F. B. Hole.
(Extracted from Scripture Truth Vol. 38, 1953-5, page 1.)
As we enter upon another year we are reminded that the pilgrimage of the church is going to end in the rest of God, and we do well to listen to the exhortation, "Let us labour therefore to enter into that rest." And the more so, since the exhortation leads us to the great High Priest, who is on high, and connected with Him we find the word of God on the one hand, and the throne of grace on the other.
The word of God is indeed profitable for doctrine and instruction in righteousness, as we learn in another scripture, but here it is its living, powerful, piercing, discerning character that is emphasized. As we are conscious of these features, we become aware of how much we need the ministry that flows from the great High Priest, who is in the seat of supreme power and yet is touched with the feeling of our infirmities. It is because of what He is that the throne has become to us a throne of grace, whatever it may be to others.

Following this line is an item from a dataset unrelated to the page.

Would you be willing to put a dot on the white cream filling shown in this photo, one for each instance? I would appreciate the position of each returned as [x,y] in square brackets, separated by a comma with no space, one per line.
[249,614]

When we read the word we are listening to God speaking to us, but to the throne we are to come with boldness, for here we have the privilege of addressing ourselves to God. We must however in our minds lay as much emphasis on the fact that it is a throne as upon the fact that it is a throne of grace.

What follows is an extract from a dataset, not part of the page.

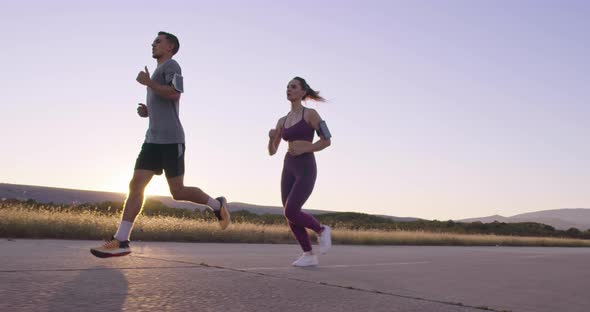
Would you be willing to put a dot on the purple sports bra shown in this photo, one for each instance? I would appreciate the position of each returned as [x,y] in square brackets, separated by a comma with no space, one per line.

If we rightly appreciate the fact that it is a throne we shall at once be impressed by His majesty, and gain a sense of our own littleness. Grace indicates that those who receive the favour are undeserving, and we are therefore awakened to the fact of our sinfulness and His mercy. We do indeed need that all these things become increasingly real to us.
Let us exhort one another to give the word of God a larger and more authoritative place in our thoughts and lives Thus we may more clearly judge our own motives, and give a more simple obedience to God's will and way for our steps.
Let us also have more recourse to the throne of grace, that we may obtain the mercy and seasonable help that we need. Only, let us maintain in our hearts, and express in word and attitude, a due sense of the majesty of the One to whom we come, so that in our prayers, and more especially in public prayer, we avoid all undue familiarity of address, while maintaining a sense of that nearness in which grace has set us.
Let no one think that this brief word of exhortation is unnecessary. Bibles indeed are multiplied, but the consistent and prayerful study of them seems to be less frequent. Consequently the need of prayer and the desire for it seems to be less felt. If God in His mercy granted to us some reviving in both these directions, a benefit to the whole church of God would soon be manifested. And not only so, for we believe there would be an overflow, which would produce an out-gathering from the world. So may it be to the glory of our Lord Jesus Christ, and the blessing of many.